I Question about one electron hydrogen atom angular moment

1. Dec 8, 2018

Rafael

Hi, I'm having trouble understanding angular moment of the one electron hydrogen atom.

Solving Schrodinger equation on a referece system (say S) I get the energy eigenstates. They depend on three quantum numbers, n, l, m

$$\frac{-ħ}{2 m}\nabla^{2} \Psi - \frac{e^{2}}{4 \pi \epsilon r} \Psi = E\Psi → \Psi_{nlm}$$

n measures energy, l measures L2 and m measures Lz.

$$L_z = mħ$$
$$L^{2} = l(l+1)ħ^{2}$$

From what I understand, Lz is quantized, but Lx and Ly not. So if the electron is in state Ψnml or whatever superposition of the energy eigenstates, it has Lz quantized.

This is when my question arises, if I use another referece system (say S') which is rotated with respect S, and I solve Schrodinger equation again, I get another set of energy eigenstates Ψn'm'l'which have Lz' quantized. But this is nosense because I can choose that the axis z' to be the old axis x, which have not Lx quantized.

What I am missing?
How does the two solutions (on S and S') compare?

2. Dec 8, 2018

Paul Colby

Well, the set S' are linear combinations of the S and visa versa. They form a $2l+1$ dimensional representation of the rotation group.

3. Dec 9, 2018

king vitamin

This is not true, those operators are also quantized. However, if you choose a basis where the Lz operator is diagonal, the Lx and Ly will not be diagonal.
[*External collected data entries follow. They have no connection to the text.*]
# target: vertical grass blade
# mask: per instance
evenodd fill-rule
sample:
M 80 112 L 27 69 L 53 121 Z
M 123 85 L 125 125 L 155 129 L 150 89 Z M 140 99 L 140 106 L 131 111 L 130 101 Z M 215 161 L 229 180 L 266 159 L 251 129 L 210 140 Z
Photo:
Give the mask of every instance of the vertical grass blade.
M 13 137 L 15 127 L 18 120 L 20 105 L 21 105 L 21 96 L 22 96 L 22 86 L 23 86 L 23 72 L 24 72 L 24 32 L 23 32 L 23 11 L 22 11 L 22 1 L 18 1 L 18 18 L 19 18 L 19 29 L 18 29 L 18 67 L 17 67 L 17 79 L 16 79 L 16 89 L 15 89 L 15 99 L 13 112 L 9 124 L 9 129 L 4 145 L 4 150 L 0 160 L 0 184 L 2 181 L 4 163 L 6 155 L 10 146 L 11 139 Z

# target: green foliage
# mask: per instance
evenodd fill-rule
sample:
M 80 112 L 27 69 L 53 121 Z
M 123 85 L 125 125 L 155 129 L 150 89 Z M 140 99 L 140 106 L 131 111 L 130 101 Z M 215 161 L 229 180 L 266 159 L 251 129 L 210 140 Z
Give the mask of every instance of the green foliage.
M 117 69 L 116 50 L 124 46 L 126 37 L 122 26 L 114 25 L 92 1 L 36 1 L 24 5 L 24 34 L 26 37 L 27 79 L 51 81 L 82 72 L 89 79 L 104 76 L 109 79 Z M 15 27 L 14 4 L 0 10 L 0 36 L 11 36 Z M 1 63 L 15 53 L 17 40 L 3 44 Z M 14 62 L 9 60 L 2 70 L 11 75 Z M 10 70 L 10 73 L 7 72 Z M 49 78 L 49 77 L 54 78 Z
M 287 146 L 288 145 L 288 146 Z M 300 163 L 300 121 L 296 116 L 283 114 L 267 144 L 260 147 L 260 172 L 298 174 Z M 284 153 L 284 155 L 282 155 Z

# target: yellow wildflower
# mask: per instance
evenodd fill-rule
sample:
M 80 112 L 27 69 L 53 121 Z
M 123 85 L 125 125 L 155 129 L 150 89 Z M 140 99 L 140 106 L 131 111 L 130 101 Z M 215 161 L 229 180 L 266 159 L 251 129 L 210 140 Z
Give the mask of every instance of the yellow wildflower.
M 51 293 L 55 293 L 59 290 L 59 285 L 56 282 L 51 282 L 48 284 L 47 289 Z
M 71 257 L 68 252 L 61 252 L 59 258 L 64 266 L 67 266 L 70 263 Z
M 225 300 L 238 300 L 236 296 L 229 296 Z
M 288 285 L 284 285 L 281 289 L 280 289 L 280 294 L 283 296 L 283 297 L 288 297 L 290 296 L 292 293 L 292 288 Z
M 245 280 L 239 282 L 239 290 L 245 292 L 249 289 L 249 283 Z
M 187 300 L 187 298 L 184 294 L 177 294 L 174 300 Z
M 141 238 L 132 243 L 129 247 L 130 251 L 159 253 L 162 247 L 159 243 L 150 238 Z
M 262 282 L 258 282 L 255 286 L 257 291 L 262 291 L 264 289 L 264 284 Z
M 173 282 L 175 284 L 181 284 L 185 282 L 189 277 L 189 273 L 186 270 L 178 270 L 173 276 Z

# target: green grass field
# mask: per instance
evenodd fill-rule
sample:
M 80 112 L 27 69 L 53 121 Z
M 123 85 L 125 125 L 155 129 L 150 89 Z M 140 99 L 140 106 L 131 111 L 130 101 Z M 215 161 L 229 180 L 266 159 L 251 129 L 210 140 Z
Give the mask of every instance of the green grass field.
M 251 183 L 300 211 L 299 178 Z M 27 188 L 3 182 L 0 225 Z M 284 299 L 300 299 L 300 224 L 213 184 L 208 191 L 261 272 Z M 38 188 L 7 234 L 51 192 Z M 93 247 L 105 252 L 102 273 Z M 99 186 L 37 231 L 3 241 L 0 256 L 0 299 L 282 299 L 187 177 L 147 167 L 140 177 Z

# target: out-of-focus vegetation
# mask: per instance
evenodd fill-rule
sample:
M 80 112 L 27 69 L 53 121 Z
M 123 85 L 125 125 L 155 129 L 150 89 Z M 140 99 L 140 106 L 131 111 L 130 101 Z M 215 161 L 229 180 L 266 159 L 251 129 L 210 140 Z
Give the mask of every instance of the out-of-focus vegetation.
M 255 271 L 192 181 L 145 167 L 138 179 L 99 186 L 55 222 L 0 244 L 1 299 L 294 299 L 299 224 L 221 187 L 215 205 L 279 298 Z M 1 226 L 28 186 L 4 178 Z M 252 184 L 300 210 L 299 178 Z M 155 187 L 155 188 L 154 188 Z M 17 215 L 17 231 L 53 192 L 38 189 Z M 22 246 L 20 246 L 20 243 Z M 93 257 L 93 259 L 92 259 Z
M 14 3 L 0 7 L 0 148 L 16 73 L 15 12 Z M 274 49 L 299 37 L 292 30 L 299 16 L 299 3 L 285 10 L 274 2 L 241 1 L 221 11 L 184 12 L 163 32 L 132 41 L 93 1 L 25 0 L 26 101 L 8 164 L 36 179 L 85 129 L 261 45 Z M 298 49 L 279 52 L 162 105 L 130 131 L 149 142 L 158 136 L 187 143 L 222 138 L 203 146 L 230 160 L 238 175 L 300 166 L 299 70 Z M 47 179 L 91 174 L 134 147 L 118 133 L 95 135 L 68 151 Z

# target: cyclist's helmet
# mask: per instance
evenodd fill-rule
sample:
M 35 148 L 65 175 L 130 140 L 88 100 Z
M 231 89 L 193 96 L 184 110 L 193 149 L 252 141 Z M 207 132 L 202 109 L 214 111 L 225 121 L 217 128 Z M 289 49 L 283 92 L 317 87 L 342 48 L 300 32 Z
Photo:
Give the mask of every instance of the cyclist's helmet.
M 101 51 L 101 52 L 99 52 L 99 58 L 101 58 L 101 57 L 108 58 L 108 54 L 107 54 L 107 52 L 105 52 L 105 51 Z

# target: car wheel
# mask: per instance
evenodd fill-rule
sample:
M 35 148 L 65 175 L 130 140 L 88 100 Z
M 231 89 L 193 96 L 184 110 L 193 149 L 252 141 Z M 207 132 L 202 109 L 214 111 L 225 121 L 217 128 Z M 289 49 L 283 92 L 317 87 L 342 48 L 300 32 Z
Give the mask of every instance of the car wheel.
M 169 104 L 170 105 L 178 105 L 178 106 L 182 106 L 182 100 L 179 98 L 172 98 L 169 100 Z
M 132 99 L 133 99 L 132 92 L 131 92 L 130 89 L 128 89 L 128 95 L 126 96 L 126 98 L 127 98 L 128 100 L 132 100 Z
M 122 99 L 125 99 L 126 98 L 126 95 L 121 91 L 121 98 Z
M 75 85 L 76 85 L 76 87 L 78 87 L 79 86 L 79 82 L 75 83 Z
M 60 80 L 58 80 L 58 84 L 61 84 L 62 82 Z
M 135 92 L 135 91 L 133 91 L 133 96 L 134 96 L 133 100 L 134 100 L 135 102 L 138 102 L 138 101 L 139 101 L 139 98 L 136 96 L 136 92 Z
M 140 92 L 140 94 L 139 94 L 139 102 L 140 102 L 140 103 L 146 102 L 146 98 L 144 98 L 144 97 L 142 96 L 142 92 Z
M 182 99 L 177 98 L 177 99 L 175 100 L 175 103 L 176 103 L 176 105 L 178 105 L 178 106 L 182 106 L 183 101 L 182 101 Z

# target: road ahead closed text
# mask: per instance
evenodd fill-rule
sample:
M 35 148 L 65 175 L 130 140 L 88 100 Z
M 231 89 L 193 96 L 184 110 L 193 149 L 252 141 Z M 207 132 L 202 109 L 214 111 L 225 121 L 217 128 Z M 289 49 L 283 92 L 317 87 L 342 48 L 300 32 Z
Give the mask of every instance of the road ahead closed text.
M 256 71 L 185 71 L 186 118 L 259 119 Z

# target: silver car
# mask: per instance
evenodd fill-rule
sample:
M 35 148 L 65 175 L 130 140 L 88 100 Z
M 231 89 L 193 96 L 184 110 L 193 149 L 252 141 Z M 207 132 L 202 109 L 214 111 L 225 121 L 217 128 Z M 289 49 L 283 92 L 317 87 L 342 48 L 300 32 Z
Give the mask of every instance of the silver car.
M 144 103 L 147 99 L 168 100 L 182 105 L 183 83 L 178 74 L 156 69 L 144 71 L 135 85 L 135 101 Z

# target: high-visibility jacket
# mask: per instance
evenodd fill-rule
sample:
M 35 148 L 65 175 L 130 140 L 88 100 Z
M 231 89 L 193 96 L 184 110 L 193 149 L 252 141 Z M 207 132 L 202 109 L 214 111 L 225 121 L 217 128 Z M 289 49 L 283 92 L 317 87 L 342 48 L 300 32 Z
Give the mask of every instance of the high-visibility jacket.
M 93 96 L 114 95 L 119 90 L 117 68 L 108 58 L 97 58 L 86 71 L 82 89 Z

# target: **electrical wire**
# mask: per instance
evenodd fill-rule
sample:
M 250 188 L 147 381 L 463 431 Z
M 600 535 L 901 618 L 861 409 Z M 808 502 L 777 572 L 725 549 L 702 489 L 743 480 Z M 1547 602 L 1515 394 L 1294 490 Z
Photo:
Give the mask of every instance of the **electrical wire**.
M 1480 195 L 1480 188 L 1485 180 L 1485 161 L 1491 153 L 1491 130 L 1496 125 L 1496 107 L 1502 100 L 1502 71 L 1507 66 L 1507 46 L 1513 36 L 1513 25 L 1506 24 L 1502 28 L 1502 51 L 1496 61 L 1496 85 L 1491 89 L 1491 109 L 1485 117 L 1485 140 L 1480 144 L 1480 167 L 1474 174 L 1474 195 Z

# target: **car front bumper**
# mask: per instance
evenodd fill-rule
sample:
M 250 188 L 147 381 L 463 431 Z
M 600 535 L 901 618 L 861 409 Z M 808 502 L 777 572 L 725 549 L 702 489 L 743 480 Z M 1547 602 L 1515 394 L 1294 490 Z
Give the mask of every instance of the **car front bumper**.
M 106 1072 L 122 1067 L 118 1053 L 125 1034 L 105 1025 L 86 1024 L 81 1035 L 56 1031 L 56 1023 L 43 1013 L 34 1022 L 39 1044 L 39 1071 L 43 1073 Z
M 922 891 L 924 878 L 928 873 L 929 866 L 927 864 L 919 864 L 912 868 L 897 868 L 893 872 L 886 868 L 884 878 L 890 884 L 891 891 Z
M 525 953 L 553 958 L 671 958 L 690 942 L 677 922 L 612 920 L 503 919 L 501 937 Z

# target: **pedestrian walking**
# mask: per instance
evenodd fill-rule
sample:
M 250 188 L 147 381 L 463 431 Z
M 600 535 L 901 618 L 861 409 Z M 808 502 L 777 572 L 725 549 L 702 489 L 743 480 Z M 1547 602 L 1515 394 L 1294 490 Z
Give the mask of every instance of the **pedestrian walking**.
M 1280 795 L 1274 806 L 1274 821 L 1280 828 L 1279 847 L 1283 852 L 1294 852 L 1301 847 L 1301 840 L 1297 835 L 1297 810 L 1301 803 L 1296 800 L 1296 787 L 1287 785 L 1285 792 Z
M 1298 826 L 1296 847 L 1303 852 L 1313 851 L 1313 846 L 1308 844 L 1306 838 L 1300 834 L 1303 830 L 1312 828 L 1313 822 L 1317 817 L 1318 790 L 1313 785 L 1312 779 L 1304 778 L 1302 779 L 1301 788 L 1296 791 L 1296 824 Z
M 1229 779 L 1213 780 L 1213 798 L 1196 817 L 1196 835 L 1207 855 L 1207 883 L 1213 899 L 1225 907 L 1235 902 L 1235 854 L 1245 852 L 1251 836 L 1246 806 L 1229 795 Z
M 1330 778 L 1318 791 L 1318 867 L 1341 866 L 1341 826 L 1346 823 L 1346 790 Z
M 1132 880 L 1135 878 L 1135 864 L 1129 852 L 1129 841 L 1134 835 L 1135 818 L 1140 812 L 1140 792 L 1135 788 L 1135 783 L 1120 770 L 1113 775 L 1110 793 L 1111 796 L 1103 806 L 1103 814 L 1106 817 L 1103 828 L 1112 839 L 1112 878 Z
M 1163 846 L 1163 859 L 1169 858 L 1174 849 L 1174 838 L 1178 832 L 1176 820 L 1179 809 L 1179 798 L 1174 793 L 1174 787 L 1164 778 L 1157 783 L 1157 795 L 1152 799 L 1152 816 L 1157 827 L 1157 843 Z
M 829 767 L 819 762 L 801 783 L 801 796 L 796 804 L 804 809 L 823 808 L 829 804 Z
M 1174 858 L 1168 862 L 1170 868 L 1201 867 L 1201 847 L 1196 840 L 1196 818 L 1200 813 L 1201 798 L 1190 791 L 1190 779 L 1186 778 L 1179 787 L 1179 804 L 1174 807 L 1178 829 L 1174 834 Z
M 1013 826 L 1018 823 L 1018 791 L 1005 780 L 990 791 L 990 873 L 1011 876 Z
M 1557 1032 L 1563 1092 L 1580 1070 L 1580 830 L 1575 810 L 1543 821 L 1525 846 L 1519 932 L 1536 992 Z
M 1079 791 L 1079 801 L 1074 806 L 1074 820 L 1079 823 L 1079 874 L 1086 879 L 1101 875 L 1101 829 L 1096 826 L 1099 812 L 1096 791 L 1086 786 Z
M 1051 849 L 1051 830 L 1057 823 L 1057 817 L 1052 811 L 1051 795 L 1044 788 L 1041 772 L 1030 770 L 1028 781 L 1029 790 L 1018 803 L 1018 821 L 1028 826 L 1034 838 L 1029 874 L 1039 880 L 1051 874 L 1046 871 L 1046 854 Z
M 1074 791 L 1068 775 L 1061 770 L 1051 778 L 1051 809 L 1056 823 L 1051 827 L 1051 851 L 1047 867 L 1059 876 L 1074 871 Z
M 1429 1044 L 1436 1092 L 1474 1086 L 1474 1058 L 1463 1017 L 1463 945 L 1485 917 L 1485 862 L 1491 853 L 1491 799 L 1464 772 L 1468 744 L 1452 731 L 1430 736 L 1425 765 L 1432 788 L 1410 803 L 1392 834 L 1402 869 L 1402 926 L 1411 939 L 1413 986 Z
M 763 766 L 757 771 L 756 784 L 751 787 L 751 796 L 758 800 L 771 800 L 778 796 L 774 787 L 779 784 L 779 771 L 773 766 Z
Their eigenvalues are discrete, but the Lz eigenstates are superpositions of Lx/Ly eigenstates. Also, note that the different Lz states which share the same L^2 eigenvalue are all degenerate, and similarly, these non-diagonal Lx and Ly states will also be degenerate. You can always switch to a basis where these other states are diagonal (and then Lz will not be diagonal).

What you are looking for are the Wigner D-matrices: https://en.wikipedia.org/wiki/Wigner_D-matrix. This rotates the basis between different choices of which direction is diagonal.

One last comment:
I want to mention that in a general problem with conserved angular momentum, the energy depends on both n and l, which also results in less degeneracy (but all states with the same l would still have the same energy). The Hydrogen atom is special in that the energy doesn't depend on l (this is related to some extra symmetry for 1/r potentials which is not present in general).

4. Dec 9, 2018

PeroK

Note that these z-based eigenstates simply form a complete basis for all possible solutions. There is actually nothing special about the chosen z-axis. If you choose the x-axis instead of the z-axis, then you'd get a rotated set of basis eigenstates. And, any state of the hydrogen atom could be described as a combination of your $\psi_{nlm}$ states (using the z-axis) or your $\psi'_{nlm}$ states (using the x-axis).

These eigenstates do not represent "the only states that the hydrogen atom can have" - that would be a misinterpretation. Choosing the z-axis simply gives you a particular basis with which to describe all possible states.

Note also that the expected value of $L_x, L_y, L_z$ is not quantized. For a given state the expected value can be anything between $\pm \frac{\hbar}{2}$.